The presence of toxic substances in drinking water across Punjab was unthinkable years ago. Once considered the land of natural rivers, flowing as they do across the length and breadth of the State, most sources of drinking water in the villages of Punjab are now highly unfit and full of toxic substances including uranium, nickel and copper. This has led to high incidences of fatal diseases such as cancer, liver problems and skin disorders. Moreover the health care facilities run by Government are inadequate and to an extent exist only on paper. Without proper management, checks and balances, and necessary funds, collapsing hospitals, schools and colleges run by the State should come as no surprise.

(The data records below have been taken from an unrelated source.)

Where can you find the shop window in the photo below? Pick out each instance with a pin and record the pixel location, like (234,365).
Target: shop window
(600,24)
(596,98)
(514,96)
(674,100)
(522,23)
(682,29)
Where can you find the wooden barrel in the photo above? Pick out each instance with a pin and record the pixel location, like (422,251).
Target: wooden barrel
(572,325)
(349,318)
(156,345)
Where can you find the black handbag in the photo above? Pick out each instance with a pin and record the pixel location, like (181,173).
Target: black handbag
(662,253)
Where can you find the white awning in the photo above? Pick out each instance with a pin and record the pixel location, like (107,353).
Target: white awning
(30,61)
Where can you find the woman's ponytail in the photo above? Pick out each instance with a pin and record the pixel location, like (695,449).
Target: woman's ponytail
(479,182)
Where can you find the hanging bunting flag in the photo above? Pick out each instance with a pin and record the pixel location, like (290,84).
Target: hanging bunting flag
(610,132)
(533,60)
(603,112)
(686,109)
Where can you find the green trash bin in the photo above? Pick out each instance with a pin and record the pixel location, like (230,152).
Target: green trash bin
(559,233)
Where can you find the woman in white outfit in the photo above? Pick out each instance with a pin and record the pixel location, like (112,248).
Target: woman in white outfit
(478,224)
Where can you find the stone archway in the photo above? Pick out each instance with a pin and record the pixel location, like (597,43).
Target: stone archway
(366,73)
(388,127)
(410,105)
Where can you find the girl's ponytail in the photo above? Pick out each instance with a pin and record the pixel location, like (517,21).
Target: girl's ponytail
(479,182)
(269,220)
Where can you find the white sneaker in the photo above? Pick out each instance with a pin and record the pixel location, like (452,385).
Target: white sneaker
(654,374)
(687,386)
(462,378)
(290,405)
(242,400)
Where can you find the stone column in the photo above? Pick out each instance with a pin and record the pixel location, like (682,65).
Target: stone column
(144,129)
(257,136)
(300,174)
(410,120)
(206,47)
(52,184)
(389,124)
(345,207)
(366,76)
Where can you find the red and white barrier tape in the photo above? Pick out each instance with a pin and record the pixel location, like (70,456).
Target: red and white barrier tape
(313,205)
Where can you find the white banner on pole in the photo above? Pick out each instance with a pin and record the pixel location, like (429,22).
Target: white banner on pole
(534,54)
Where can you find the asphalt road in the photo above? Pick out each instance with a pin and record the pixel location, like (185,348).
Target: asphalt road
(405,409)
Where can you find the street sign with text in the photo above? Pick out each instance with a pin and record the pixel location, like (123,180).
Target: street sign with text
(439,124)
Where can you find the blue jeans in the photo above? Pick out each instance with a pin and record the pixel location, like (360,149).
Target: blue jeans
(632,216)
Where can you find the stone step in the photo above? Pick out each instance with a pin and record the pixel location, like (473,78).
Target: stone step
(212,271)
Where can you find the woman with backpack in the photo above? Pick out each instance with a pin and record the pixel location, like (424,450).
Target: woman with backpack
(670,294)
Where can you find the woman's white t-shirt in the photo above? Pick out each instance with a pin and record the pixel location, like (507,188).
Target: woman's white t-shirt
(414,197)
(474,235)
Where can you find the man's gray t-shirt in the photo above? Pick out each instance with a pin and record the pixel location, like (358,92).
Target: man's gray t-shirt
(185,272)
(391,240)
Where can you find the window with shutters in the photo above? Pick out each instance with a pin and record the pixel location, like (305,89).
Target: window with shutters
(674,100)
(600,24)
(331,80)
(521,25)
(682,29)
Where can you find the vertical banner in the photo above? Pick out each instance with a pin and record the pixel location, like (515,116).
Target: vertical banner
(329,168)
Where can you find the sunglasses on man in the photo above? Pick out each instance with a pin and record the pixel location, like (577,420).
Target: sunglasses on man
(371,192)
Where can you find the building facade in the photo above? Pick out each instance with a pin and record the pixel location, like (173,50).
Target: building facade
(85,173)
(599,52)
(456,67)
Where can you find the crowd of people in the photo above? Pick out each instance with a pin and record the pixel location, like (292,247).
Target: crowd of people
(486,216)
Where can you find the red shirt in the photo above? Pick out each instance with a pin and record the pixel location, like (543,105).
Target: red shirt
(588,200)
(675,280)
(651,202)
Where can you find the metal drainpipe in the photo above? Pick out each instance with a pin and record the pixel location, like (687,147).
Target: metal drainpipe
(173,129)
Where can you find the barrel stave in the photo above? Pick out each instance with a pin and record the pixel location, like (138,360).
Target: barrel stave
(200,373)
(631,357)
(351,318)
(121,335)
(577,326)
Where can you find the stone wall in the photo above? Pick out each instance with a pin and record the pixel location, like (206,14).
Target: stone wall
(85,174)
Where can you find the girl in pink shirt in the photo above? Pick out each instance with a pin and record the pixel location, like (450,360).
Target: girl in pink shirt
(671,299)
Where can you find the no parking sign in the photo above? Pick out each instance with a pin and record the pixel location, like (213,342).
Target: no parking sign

In a recent survey conducted by the state more than 1000 villages across the Malwa belt of Punjab were found to have poisonous drinking water despite the putting up of water purification plants and systems. The toxicity in drinking water is there and has led to widespread prevalence of fatal diseases. In a previous post many months back I highlighted the plight of those affected by cancer in the region and how they travel by train from Bathinda to Rajasthan for affordable treatment. Punjab lacks proper facilities that are accessible for common villagers for whom treatment is simply out of reach. The same survey indicated that more than one fourth of Punjab’s villages have unfit drinking water containing high levels of toxic metals.

River water which is the primary source of drinking water across Punjab’s villages has been badly infected by the free flow of industrial waste. The emergence of non-agrarian industry on fertile village lands has become one of the primary sources of toxicity – an issue of great grievance as this has occurred without permission of pollution control authorities. Industrialists all too often have the sole aim of enhancing their own goals and are playing havoc with nature by releasing waste into rivers and through deep pipes directly into sub-soil. Without doubt, the Punjab State Government has enhanced pollution controls recently due to the high incidences of fatal diseases, but still the reach of influence from the large corporations and their powerful allies is no match for the good health of common villagers. This issue is raised during elections but as with other matters, any promises made rarely see the light of day.

Some common people like Sant Balbir Singh Seechewal have gone to great efforts to clean up river waters, but their work is limited when put against the industrialists who under the slogan of ‘development’ continue to eat away at the basic amenities of village life. Fertile land is cleared for industry and hundreds of thousands of trees are felled – serious issues themselves to be put forward for dialogue and consideration. The Malwa belt might have the most toxic of drinking water, but the way it is spreading the whole of Punjab will soon come under this.